The nitrification / denitrification device 10 is provided with
When the dissolved oxygen concentration of No. 6 was lowered, air was blown into the water 16 to be treated and jetted from the nozzle 40,
It is possible to recover the dissolved oxygen concentration of the water 16 to be treated,
Biological processing capacity can be improved.

Further, since the nitrification / denitrification device 10 drives the pump 44 at a low supply pressure during the normal operation, the power cost can be reduced.

In the above-described embodiment, the nozzle 40 and the pump 44 may be configured so that the water 16 to be treated injected from the nozzle 40 is accompanied by a cavitation phenomenon. That is, the supply pressure of the pump 44 is increased,
By narrowing the constricted portion of the nozzle 40, the pressurized water 16 to be treated is jetted from the nozzle 40 at a high speed to a low-pressure region, thereby causing a cavitation phenomenon. When the cavitation phenomenon occurs, the activated sludge is sufficiently dispersed and the reaction of microorganisms is enhanced, so that the biological treatment capacity is improved, and the effect of reducing the volume of excess sludge periodically removed is also improved. In this case, by opening the on-off valve 48 and supplying air, the dispersion of the activated sludge can be enhanced.

In the above-described embodiment, the supply pressure of the pump 44 is switched to a high pressure when the filtration pressure of the membrane module 18 increases, but the invention is not limited to this. For example, the switching may be performed when a decrease in processing performance such as nitrification or oxidation is observed. Moreover, you may make it switch periodically.

[0039]

As described above, according to the immersion flat membrane separation apparatus of the present invention, the pressurized water to be treated is jetted toward the bottom in the tank, so that the flow velocity of the swirling flow is increased and the membrane surface is increased. As a result, the sludge is prevented from being deposited and the biological treatment capacity is prevented from deteriorating.

[Brief description of the drawings]

FIG. 1 shows nitrification and immersion using the immersion flat membrane separation device according to the present invention.
Perspective view showing the structure of the denitrification device

FIG. 2 is a perspective view showing the structure of a membrane module.

FIG. 3 is a schematic view of a nitrification tank in an operation state.

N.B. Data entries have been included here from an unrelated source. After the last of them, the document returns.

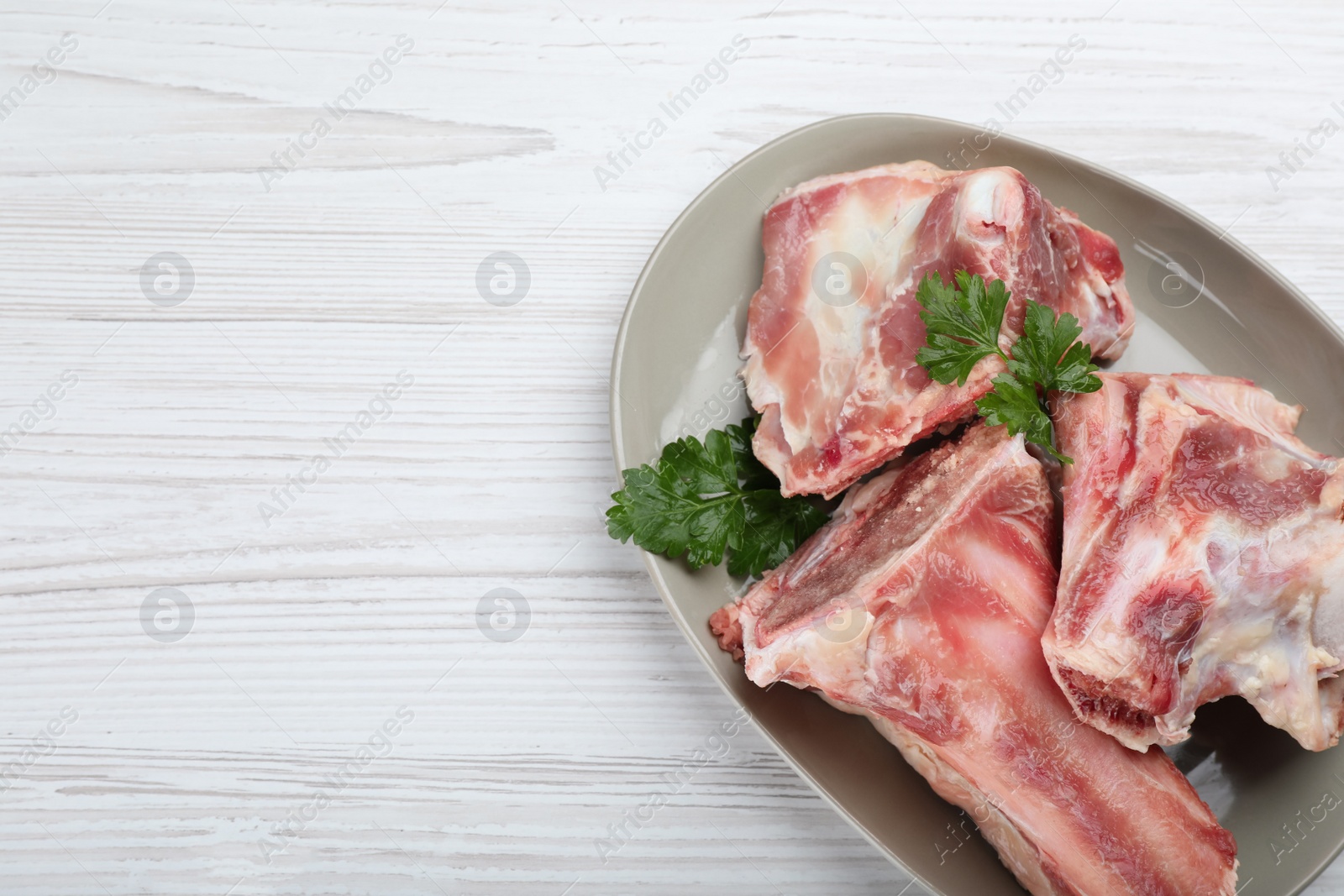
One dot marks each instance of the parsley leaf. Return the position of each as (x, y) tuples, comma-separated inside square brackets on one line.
[(963, 322), (1015, 405), (712, 499), (1050, 355)]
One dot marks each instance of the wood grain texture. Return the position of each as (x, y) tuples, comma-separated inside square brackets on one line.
[(491, 470)]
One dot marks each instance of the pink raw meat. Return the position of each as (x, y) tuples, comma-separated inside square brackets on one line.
[(921, 606), (837, 383), (1203, 557)]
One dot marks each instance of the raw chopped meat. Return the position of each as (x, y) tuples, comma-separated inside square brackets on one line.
[(833, 374), (921, 606), (1203, 557)]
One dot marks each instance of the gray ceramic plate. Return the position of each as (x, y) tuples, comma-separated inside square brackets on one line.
[(1207, 304)]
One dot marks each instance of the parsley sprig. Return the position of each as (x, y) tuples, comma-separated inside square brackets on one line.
[(963, 320), (709, 499)]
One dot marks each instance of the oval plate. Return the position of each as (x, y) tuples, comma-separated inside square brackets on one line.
[(1206, 304)]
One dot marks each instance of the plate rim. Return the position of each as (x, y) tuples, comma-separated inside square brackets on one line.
[(615, 414)]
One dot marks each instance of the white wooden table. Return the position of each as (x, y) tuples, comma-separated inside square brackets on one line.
[(246, 757)]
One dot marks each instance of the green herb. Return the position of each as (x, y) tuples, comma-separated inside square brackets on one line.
[(709, 499), (963, 322)]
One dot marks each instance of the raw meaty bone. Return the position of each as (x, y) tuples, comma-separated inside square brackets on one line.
[(921, 606), (1203, 558), (833, 329)]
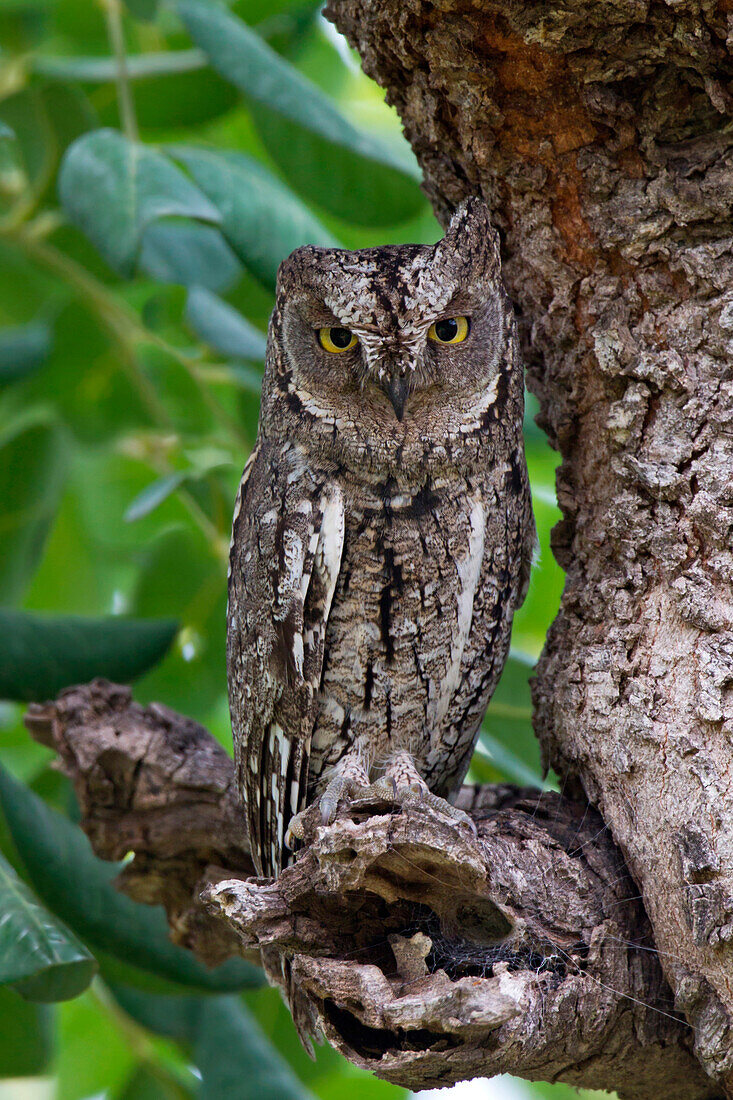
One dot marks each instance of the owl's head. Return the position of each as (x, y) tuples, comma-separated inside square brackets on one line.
[(395, 353)]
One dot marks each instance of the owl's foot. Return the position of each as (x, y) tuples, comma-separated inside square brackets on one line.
[(350, 782), (403, 784)]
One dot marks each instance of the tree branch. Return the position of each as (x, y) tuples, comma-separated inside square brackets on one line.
[(424, 953)]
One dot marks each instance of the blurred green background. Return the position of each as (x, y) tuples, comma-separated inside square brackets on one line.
[(156, 163)]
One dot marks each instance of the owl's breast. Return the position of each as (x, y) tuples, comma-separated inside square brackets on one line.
[(400, 620)]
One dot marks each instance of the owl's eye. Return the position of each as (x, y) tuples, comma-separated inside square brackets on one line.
[(337, 340), (450, 330)]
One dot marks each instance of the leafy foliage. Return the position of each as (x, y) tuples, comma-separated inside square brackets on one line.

FIG. 4 is a schematic view of a conventional immersion flat membrane separation device.

[Explanation of symbols]

10: nitrification / denitrification equipment, 12: nitrification tank, 14: denitrification tank
16 ... water to be treated, 18 ... membrane module, 36 ... air diffuser,
40 nozzle, 42 supply pipe, 44 pump, 46 air supply pipe, 48 on-off valve, 52 inclined plate

Continued on the front page (51) Int.Cl. ⁷ Identification symbol FI Theme coat II (reference) C02F 3/12 C02F 3/12 SF term (reference) 4D006 GA02 HA42 HA93 JA08C JA30A JA31A JA53A JA55A JA63A KA42 KA44 KA47 KB22 KE01Q KE11P KE22Q KE30P MA03 PB08 PB24 PC62 4D028 AA01 AB00 BC03 BC17 BC26 BD10 BD17 CA09 CB08 CC07

Claims (3)

[Claims] 1. A membrane module that is immersed in treated water containing activated sludge in a tank and filters the treated water; a diffuser installed below the membrane module to diffuse air;
An immersion flat membrane separation device comprising: an immersion flat membrane separation device, comprising: an injection unit that pressurizes the water to be treated and injects the water toward the bottom in the tank. 2. The method according to claim 1, wherein the injection unit includes an air supply unit that supplies air to the pressurized water to be treated, and the air supply unit supplies air based on a dissolved oxygen amount of the water to be treated. The immersion flat membrane separation device according to claim 1, wherein: 3. An immersion flat according to claim 1, wherein an inclined plate for directing the flow of the water to be treated injected by said injection means to said air diffusing means is provided at the bottom of said tank. Membrane separation device.